DDD Pacemaker in Acute Infarction with 2:1 AVB

Report:

Sinus tachycardia 124/min

2:1 AV block

A-sensing ventricular pacemaker rhythm 62/min

Fusion beats

Acute or recent inferolateral infarction

Comment:

My first thought was something exotic: accrochage between the temporary pacemaker and the sinus tachycardia, halved by AVB. I had never seen such accrochage. I had never seen a dual pacemaker used for acute infarction in our CCU, either. Well, this was one and a permanent implant at that. The patient sustained a large infarct and died a few weeks later. The DDD unit seemed to his Cardiologist simpler and more reliable to provide hæmodynamic support during the critical initial period.

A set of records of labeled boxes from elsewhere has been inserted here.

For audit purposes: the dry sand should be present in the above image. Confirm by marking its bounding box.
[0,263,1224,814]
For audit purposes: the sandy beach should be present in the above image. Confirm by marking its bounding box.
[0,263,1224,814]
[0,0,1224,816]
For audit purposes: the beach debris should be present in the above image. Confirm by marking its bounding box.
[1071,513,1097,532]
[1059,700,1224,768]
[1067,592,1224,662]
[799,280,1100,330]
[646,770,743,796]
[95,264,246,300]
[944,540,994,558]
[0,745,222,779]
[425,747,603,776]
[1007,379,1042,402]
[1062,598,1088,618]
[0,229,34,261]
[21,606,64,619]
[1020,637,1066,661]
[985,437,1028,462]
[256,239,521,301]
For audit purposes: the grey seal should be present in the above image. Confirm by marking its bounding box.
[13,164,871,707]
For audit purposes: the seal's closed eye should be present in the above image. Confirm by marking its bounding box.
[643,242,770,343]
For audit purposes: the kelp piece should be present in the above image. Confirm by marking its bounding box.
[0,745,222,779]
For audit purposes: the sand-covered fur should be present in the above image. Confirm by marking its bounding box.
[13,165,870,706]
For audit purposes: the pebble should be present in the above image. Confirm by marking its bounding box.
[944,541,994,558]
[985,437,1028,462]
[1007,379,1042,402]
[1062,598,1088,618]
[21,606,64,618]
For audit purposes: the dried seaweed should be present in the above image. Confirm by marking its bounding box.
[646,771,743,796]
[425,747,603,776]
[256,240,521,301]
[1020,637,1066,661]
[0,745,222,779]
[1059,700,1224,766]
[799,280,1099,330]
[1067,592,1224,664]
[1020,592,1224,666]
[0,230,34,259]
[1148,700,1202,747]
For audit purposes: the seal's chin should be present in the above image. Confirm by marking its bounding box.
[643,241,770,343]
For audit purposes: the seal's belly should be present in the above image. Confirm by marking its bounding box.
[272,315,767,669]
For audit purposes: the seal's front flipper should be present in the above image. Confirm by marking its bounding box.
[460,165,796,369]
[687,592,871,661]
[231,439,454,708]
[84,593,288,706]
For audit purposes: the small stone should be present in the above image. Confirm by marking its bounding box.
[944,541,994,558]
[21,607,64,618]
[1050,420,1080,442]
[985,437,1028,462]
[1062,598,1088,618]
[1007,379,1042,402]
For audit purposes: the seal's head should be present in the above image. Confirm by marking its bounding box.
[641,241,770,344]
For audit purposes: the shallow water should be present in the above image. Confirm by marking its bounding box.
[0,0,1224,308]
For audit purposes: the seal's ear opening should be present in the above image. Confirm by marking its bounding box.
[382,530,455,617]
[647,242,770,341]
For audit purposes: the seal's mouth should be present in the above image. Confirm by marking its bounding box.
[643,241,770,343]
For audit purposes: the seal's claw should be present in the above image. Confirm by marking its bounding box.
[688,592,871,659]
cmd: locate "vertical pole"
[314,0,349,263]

The pacing AV interval must have been extended beyond the native conducted PR interval of 0.22” to allow P waves to activate the atria.

The LAD is not reported, being due to combination of inferior infarction and the pacemeker. We can be sure there is no LAHB as well, given the secondary R waves in the inferior leads and their absence in aVR.

Below (fig 127a) is a trace taken two days later (the AV interval shortened), in sinus tachycardia, in 1:1 conduction.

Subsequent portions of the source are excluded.